I love Thanksgiving. What is better than a whole day devoted to food? Eating being one of the more proficient hobbies of mine, I’m in heaven with the preparation and the tradition of it all. It is of course the kickoff of the holidays, and as the Food Network so cleverly coined, “Seasons Eatings” is upon us. But of late it appears Thanksgiving has been eclipsed by consumerism—surprise! Eating a turkey and some stuffing is something you do while biding time to rush into the stores at three in the afternoon and begin the frenzy. So when I heard the Verizon commercial and a new buzzword a la the Food Network, I froze in my tracks. According to the commercial, we are now in the season of “Thanksgetting.” Yes, that is what they said; Thanksgiving has become Thanksgetting. It does sum it all up—however disgusting. I admit it really got to me.
Advent has begun, and we await the arrival of Christmas in the midst of much “Thanksgetting.” On the radio I heard a discussion regarding the etiquette involved in not sending holiday greetings to those to whom you may feel an obligation. Maybe you work with them but don’t have a close personal relationship with them, or perhaps there “isn’t anything in it for you,” speaking about the relationship. Wow, now there is some serious yuletide right there—my greeting card list needs a once over so I can make sure I’ve identified what the relationship gives me before I feel all warm and fuzzy about just saying Merry Christmas.
I don’t know, between the commercialism and the “me” orientation of gift getting, I can get pretty cynical about the whole thing as evidenced by the increased use of my signature eye roll. There’s the red cup fiasco involving Starbucks, the ridiculous amount of car commercials (my personal favorite being the comparison of saving a few bucks on some stuff on Black Friday vs. the thousands your neighbor saved on their new car, as if they were comparable) and wondering if I should say Merry Christmas or Happy Holidays? On the other hand there is the violence on the world stage, the hurt that people have during this time of year, friends and family with serious illnesses. The accumulation can be a bit overwhelming. I can get wound up pretty tight, pretty fast and ask myself, “Why is this day such a big deal?” All I have to do is think about “A Charlie Brown Christmas.” Linus tells the Luke birth narrative and concludes, “That’s what Christmas is all about, Charlie Brown.” He’s right. Everything gets put back into perspective.
Nearly 2,000 years ago something extraordinary happened. Through Jesus’ birth the transcendence of God’s love broke into human history. In Jesus, God’s desires for us were made palpable, real and humanly comprehensible. That’s pretty darn amazing. Like the moment when suddenly matter existed and creation began and the universe unfolded, God’s seeming intangibility became flesh and dwelt among us. Barely conceivable, it is worth celebrating in a big way. It doesn’t matter if it actually happened on December 25 or even why the church chose that day. That’s not the point.
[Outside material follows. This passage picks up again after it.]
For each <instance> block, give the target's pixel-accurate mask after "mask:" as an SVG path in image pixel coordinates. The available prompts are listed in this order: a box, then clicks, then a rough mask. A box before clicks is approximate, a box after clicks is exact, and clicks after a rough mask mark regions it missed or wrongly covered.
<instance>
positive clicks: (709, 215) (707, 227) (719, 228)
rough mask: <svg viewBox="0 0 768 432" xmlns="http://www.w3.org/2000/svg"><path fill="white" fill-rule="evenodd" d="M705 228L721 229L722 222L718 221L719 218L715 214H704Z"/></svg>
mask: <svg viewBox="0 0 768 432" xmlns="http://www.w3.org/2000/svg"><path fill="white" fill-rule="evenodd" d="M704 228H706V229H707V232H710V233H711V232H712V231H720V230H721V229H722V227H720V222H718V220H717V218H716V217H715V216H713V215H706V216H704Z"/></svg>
I get wound up about the consumerism and the other things I deem so very wrong in the world. I know it isn’t my birthday, but I selfishly ask, “What’s in it for me?” God says, “Here you go. How is this for a present?” Jesus’ birth brings the kingdom of God right to us. Let go and breathe that in. The magnitude of that event is arresting. The transforming power of Christ is more than an intellectual experience. Around the world it is manifested in the heartfelt compassion for our fellow brothers and sisters. It is in the acceptance of the reality of the world, yet free from the grip of that reality. It is a deep understanding of the elation of giving rather than receiving. It is a moment. It is beauty in the midst of our human mess. What a cataclysmic event!
I don’t get to feel that way all the time, and frankly I’ll get irritated by those commercials, get fed up with that string of lights that seems to go on and off just to taunt me; I’ll roll my eyes in exasperation. It doesn’t matter where or what circumstance I find myself, the beautiful words of the season ring true: “Do not be afraid; for see—I am bringing you good news of great joy for all the people: to you is born this day in the city of David a Savior, who is the Messiah, the Lord.” Folks, that’s a game changer.